Combinatorial Bandits

Updated 22 December 2025

Combinatorial bandits are sequential decision models that involve selecting structured subsets of base arms under constraints, incorporating diverse feedback (semi-bandit, cascading, full-bandit) to optimize cumulative rewards.
They employ techniques like arm elimination, upper-confidence bounds, and hierarchical exploration to efficiently balance explicit exploration and exploitation across interdependent actions.
Applications in recommendation systems, online advertising, and network routing underscore their practical impact by addressing complex, structured decision-making problems in uncertain environments.

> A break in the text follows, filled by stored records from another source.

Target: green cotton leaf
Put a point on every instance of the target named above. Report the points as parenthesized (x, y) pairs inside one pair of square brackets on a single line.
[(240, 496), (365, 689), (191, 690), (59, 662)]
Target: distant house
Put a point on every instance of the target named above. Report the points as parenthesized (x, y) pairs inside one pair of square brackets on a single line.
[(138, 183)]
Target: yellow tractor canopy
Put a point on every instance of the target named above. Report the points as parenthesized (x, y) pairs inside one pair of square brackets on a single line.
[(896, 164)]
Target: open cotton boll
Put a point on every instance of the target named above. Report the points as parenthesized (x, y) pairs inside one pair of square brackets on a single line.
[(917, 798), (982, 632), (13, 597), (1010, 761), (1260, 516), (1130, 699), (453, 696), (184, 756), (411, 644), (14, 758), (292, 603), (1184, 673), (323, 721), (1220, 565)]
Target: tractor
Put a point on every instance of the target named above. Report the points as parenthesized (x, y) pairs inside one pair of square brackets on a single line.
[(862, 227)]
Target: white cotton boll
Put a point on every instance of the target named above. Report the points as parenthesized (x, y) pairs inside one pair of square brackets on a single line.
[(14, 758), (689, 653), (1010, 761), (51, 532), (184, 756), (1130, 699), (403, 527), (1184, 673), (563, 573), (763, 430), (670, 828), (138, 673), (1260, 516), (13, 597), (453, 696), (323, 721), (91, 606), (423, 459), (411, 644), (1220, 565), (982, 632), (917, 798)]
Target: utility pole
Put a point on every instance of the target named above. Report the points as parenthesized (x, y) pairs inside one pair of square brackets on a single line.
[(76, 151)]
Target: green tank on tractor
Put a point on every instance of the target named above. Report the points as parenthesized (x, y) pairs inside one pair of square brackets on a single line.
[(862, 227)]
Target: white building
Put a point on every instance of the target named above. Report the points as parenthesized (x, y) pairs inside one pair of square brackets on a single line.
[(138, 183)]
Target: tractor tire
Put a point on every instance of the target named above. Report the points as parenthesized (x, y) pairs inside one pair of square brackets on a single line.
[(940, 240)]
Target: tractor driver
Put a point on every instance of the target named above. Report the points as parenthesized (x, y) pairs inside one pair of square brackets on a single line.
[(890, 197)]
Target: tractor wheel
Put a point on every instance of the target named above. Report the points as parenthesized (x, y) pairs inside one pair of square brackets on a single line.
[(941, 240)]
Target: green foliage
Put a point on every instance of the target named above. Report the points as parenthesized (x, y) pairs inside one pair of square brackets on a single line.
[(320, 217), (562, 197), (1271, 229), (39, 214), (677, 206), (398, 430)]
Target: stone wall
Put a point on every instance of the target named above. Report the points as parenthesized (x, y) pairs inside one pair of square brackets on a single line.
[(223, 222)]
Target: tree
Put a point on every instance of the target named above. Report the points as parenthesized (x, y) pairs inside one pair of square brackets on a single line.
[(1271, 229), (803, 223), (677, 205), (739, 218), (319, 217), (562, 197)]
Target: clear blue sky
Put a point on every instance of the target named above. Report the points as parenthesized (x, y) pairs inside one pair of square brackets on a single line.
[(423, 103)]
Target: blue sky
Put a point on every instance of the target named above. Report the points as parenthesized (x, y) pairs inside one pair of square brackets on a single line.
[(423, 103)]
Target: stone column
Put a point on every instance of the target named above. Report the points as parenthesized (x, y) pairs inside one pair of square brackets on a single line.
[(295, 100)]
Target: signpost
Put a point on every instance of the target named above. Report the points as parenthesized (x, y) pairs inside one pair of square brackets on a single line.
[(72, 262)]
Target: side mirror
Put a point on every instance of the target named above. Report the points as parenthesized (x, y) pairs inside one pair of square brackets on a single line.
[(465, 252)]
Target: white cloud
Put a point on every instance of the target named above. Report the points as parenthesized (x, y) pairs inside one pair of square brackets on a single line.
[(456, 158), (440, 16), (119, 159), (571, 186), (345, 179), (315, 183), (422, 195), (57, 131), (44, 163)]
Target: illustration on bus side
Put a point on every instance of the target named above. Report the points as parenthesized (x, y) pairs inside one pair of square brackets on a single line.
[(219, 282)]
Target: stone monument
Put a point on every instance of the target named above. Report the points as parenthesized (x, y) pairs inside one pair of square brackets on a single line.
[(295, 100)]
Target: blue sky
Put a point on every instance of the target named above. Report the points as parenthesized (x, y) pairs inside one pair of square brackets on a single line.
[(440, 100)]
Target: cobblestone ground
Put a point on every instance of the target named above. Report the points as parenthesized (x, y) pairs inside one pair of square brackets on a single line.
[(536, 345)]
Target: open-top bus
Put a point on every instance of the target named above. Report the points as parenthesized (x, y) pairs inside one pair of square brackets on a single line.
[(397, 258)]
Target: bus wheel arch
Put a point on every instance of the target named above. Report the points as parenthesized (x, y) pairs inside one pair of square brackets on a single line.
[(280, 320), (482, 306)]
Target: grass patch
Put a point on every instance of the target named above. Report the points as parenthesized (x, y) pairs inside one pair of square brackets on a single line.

A combinatorial bandit is a sequential decision model in which, at each round, the learner selects a set or structured subset of base arms from a ground set and receives observations and rewards determined by the chosen set and often the reward structure across arms. This paradigm generalizes classical multi-armed bandits (MAB) by posing a combinatorial decision at each round, subject to constraints (e.g., cardinality, matroid, graph), and admits diverse feedback models (semi-bandit, cascading, full-bandit, graph feedback). Combinatorial bandits are foundational in applications such as recommendation systems, online advertising, resource allocation, network routing, assortment planning, and influence maximization, where the system must simultaneously select (and learn about) multiple actions with interdependent effects.

1. Mathematical Framework and Models

A general combinatorial bandit instance is specified by:

A set of base arms, $[K] = \{1,\ldots,K\}$ .
At each round $t$ , the learner selects a subset $V_t \subseteq [K]$ from a family of feasible actions $\mathcal{F}$ , often constrained by cardinality ( $|V_t|=S$ ), independence (matroid), matching, or other combinatorial structure.
Each base arm $a$ produces an i.i.d. reward $r_{t,a}$ with mean $\mu_a$ (potentially contextual: $\mathbb{E}[r_{t,a}|x_{t,a}] = \theta_*^\top x_{t,a}$ ).
The overall reward $R_t$ may be additive ( $\sum_{a\in V_t} r_{t,a}$ ), non-additive (e.g., max, product, or submodular function), or even stochastic submodular.

Feedback models include:

Semi-bandit: observe $r_{t,a}$ for each $a\in V_t$ .
Full-bandit: only the aggregate reward $R_t$ is observed.
Cascading/Partial Feedback: only partial information about selected arms, e.g., observations up to the first failure in a path.
Graph Feedback: rewards are revealed for the union of out-neighbors of $V_t$ in a feedback graph.

Performance is measured via regret: $R_T = \mathbb{E}\Bigg[\sum_{t=1}^T \left(\mu(V_*) - \mu(V_t)\right)\Bigg]$ for additive settings or, more generally, the gap between the achievable and optimal expected reward under the given feedback and decision constraints.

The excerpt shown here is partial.